I did end up virtualizing TrueNAS on top of Proxmox, with PCIe passthrough for the two SATA controllers. So far I am very happy with the setup ![]()
I do need to decide if I’m going to over a week for a full pass of four badblocks patterns, or maybe go a different route like the cryptsetup recommendation from Arch wiki.
In the meantime I’ve exposed a zvol from Proxmox to TrueNAS for a “play area” flash pool, to practice workflows, permissions, shares, etc. while I wait for the spinners to be ready.
edit: Actually there is one thing; I found out about PWL (Preventative Wear Leveling), and… yeah, I’m going to have to figure out a workaround of some kind. It isn’t bothering me right now because badblocks is keeping the drive busy, but I fully expect a thunk every 5 s (esp. with four drives not perfectly lining up) is going to drive me batty ![]()
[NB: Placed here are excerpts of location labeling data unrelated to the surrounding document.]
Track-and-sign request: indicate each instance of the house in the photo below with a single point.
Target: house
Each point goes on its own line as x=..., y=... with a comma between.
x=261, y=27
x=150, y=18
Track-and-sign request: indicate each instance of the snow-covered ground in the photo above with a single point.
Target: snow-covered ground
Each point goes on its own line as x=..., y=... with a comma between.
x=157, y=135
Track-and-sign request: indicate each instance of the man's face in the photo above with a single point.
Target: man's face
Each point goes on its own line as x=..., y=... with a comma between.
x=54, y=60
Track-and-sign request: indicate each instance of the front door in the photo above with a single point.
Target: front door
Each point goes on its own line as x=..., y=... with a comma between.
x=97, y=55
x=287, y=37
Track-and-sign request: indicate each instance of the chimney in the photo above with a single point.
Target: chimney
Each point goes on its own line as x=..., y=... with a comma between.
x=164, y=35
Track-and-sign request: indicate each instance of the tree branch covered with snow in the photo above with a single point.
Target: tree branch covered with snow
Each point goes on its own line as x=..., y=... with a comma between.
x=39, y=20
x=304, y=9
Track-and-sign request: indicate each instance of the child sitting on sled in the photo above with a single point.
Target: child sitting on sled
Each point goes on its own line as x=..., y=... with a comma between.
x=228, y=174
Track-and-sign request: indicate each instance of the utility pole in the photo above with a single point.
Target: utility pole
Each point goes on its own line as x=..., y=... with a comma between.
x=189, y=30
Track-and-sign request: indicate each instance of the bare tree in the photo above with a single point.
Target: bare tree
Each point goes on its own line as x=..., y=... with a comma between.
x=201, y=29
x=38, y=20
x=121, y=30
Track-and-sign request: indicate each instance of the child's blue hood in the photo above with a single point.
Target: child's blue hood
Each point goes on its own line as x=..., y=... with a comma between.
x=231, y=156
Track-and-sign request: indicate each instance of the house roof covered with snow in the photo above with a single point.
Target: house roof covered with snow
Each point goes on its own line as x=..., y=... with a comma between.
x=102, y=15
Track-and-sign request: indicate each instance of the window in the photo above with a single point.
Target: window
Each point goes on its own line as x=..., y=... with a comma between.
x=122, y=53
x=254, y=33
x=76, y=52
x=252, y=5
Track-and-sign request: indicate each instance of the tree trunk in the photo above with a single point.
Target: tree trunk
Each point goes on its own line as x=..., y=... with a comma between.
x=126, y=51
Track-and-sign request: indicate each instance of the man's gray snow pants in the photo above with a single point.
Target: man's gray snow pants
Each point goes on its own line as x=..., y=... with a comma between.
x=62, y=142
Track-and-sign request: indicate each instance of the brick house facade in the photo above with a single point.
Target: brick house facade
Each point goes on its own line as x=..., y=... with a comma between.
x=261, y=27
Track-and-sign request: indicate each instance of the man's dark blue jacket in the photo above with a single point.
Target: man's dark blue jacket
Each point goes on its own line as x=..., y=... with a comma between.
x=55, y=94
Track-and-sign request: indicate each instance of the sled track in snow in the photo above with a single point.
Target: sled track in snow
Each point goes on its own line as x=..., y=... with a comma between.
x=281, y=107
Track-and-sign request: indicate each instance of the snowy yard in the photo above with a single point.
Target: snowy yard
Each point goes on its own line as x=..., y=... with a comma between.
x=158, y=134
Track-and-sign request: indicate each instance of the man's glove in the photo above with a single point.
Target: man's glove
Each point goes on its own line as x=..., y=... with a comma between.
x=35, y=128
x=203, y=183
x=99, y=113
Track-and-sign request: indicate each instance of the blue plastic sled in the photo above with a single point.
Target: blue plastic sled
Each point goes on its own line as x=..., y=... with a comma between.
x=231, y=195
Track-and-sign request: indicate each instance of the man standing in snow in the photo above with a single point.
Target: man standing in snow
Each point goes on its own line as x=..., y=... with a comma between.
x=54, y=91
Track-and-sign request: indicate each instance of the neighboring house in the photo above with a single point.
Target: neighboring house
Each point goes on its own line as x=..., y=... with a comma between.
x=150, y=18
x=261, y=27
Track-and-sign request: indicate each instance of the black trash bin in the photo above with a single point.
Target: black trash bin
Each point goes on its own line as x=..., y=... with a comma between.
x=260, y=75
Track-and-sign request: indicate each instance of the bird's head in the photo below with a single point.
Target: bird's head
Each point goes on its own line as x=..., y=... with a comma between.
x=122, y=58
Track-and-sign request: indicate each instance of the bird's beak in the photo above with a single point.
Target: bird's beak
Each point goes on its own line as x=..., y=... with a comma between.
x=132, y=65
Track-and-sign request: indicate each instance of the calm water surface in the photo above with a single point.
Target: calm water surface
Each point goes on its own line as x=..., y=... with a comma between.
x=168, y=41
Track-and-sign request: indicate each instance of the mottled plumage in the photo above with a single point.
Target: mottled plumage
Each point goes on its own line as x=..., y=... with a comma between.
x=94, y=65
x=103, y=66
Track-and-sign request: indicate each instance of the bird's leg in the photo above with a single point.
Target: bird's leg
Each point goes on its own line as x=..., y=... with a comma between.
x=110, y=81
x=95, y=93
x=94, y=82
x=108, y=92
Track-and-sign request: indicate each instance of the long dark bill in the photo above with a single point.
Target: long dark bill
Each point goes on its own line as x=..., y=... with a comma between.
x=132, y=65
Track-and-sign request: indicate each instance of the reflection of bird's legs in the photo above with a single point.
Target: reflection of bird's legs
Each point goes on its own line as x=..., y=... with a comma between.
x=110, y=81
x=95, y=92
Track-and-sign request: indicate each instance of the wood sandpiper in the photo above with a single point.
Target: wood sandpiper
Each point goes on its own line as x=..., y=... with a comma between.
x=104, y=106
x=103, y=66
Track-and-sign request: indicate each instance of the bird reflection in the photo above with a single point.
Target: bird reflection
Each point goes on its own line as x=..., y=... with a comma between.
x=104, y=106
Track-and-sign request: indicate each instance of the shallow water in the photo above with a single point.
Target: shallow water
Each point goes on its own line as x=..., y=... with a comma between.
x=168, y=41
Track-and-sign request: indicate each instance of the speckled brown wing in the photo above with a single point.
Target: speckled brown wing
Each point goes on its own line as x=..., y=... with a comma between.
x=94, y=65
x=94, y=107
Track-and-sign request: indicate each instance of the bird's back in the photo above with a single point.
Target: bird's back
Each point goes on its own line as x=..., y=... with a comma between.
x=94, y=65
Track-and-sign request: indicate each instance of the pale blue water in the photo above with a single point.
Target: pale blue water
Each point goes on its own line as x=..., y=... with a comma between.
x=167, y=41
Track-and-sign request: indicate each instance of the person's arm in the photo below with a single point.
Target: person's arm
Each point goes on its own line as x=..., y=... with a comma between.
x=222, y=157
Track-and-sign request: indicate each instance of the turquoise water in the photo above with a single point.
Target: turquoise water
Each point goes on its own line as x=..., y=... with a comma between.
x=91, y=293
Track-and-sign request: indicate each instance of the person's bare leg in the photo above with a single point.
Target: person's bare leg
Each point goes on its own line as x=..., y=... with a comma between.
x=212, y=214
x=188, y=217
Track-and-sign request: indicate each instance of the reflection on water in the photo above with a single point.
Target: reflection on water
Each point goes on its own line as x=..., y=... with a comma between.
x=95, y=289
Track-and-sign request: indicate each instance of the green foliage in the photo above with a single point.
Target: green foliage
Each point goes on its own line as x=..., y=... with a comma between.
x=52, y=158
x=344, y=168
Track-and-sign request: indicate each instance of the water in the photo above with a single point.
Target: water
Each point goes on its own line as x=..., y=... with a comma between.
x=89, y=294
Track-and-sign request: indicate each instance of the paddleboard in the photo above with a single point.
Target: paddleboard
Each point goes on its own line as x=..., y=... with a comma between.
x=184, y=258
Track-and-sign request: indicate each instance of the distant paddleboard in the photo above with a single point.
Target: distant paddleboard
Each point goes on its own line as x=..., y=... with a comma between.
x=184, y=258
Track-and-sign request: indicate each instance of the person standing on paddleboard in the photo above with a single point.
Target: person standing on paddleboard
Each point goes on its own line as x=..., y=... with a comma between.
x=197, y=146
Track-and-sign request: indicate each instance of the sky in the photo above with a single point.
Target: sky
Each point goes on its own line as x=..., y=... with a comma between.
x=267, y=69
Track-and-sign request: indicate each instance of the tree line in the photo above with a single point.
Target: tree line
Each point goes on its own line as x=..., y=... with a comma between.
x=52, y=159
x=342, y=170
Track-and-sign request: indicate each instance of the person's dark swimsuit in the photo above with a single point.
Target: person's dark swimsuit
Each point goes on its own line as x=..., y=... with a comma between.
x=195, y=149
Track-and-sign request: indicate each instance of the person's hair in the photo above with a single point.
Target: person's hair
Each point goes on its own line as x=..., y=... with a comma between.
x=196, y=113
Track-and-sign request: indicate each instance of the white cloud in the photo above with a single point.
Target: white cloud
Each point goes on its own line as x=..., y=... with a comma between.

Also, I need to dig into the ASM1164 SATA controllers, my cables, and my backplane; currently two of my drives came up at 6.0 Gbps, but two of them came up at 1.5 Gbps, severely slowing my burn-in testing (wished I’d caught it before I got far along; faster to let it finish now).
I know at least one of the drives, in the slot it’s in now, was working at 3.0 Gbps or higher (I didn’t check at the time) and is now at 1.5.
More to come ![]()
I recently looked into this. IIRC, the 700 series consumes about 1/2 the power of a 28SFP. The Fujitsu spec sheet shows up to 5W of power for the x710-DA SFP+ card, the 810-based QFP25 solution is allegedly between 12-14W, and that’s true even for 10GbE.
Curiously, there seems to be little difference between the 25GbE versions of the x710 and the E810 in terms of power consumption, the big hardware delta seems to be limited to the PCIe interface. I’ll have to find those links for you.
The dual port Sfp+ 10GbE versions of x710-DA uses a PCIe3.0x8 interface while the e810 uses PCIe4.0x8. It’s curious how the RJ45 version of 550 can run on PCIe3.0x4, however. I’d embed links but this version of the site and Apple safari iOS keep not playing nice with each other.
Maybe I’m being a bit dense, but what is the benefit of running PCIe 3.0x8 for a SFP+ interface that can be fully saturated with just two PCIe 3.0 lanes? Is it just a better mechanical seat? Or perhaps power in case the NIC is configured with RJ45 Copper transceivers?
Wouldn’t it be possible to run a 10GbE NIC at full speed on just one PCIe 4.0x1 slot? Why do they then ship w/ 8 lane interfaces?
There are some cards line Mellanox ConnectX3 with PCIe3 x4, which are totally fine with that bandwidth. However, I’ve seen many cards with single ports but footprints for a second one. The manufacturer uses only one PCB for both versions saving costs.
One of the reasons for having this many lanes is the fact that PCIe has got a nominal bitrate but you need more to access registers, read buffers etc. There are command codes, memory addresses and much more that needs to be transferred besides the actual data. And there are gaps between the (small) command packets.
I hear you. It’s just surprising to see 10GbE cards with 2.0x8 interfaces alongside 4.0x8. I’d expect the number of lanes to shrink from the 2.0x8 (32Gb/s interconnect bandwidth) starting point as the PCIe bus got fatter. The 4.0 bus can carry 32Gb/s on just two lanes and even if you put in a quad SFP+ interface, that’s only 4 lanes worth of data while using equivalent interconnect bandwidth.
Your explanation makes perfect sense, especially if the card is designed for up to 25GbE or even 100GbE use and the hardware is then later gimped / value priced down to 10GbE, 25GbE, etc. Thank you!